Büyük İstanbul Tarihi, İstanbul için attığımız adımların meyvelerinden biri
Tarih, kültür, sanat gibi alanlarda İstanbul'u beslemek, zenginleştirmek ve İstanbul'u anlatmak için önemli adımlar atılması gerektiğini söyleyen Erdoğan, "Bu adımları attık, atıyoruz. Bunların da meyvelerini yavaş yavaş almaya başladık. Büyük İstanbul Tarihi, bana göre işte bu meyvelerden biri. Siyasetten demografiye, toplumsal hayattan dinî hayata, iktisattan ulaşıma, eğitimden mimarîye kadar çok geniş bir yelpazesi olan bu eserin, kendi alanında bir model, bir ilham kaynağı oluşturacağına inanıyorum. Büyük İstanbul Tarihi, hem İstanbul hem şehir yarihçiliği hem de içerik zenginliğiyle bu alanda önemli bir boşluğu dolduracak kıymettedir" dedi.
Cumhurbaşkanı Erdoğan, konuşmasının ardından, Başbakan Yardımcısı Veysi Kaynak, Kültür ve Turizm Bakanı Nabi Avcı, İstanbul Valisi Vasip Şahin, İstanbul Büyükşehir Belediye Başkanı Kadir Topbaş, Proje Yöneticisi Prof. Dr. Mehmed Âkif Aydın, Proje Editörü Coşkun Yılmaz, Kültür A.Ş.'nin proje çalışmalarının başladığı dönemdeki Genel Müdürü İBB Başkan Danışmanı Sabri Dereli ve projeyi tamamlayıp hayata geçiren Kültür A.Ş. Genel Müdürü Nevzat Kütük'le beraber, Büyük İstanbul Tarihi'nin sahnedeki ciltlerini inceledi.
2000 Lira pahalı, 1500 Lira olsun
Sahnede 10 ciltlik eserin satış fiyatının 2 bin Lira olduğunu öğrenen Cumhurbaşkanı Erdoğan, "Belediye zaten bunu kâr amacıyla yapmış değil; bu bir hizmet amacıyladır" diyerek, Kültür A.Ş. Genel Müdürü Nevzat Kütük'e eserin maliyetini sordu. "Bin 300 Lira" karşılığını alan Erdoğan, "Maliyeti bin 300 Liraymış; bin 500 Liradan bu satılır" dedi.
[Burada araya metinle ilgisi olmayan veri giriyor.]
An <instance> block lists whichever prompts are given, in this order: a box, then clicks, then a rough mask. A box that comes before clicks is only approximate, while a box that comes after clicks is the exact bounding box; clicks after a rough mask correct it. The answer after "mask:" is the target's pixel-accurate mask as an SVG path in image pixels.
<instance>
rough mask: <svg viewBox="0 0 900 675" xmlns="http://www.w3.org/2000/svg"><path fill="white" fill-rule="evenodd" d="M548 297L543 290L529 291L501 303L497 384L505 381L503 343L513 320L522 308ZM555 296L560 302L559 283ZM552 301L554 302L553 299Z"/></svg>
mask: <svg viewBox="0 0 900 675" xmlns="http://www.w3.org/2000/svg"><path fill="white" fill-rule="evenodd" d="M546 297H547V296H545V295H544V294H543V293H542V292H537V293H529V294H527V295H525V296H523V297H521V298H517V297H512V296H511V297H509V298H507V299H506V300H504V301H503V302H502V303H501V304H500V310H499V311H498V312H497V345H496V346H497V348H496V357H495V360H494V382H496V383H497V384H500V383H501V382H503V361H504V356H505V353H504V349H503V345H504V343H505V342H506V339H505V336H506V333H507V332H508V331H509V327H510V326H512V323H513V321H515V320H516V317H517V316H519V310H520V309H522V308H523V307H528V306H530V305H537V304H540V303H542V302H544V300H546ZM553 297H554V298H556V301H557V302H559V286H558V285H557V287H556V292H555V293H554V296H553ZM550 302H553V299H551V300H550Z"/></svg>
Erdoğan, 10 ciltlik eserin bir de özet baskısının yapılacağını bildirdi.
Tanıtım programının sonunda İstanbul Büyükşehir Belediye Başkanı Kadir Topbaş, Güney Koreli ressam Lee Yong Joo'nun kök boyalarla ipek üzerine resmettiği Erdoğan portresini Cumhurbaşkanı Erdoğan'a takdim etti.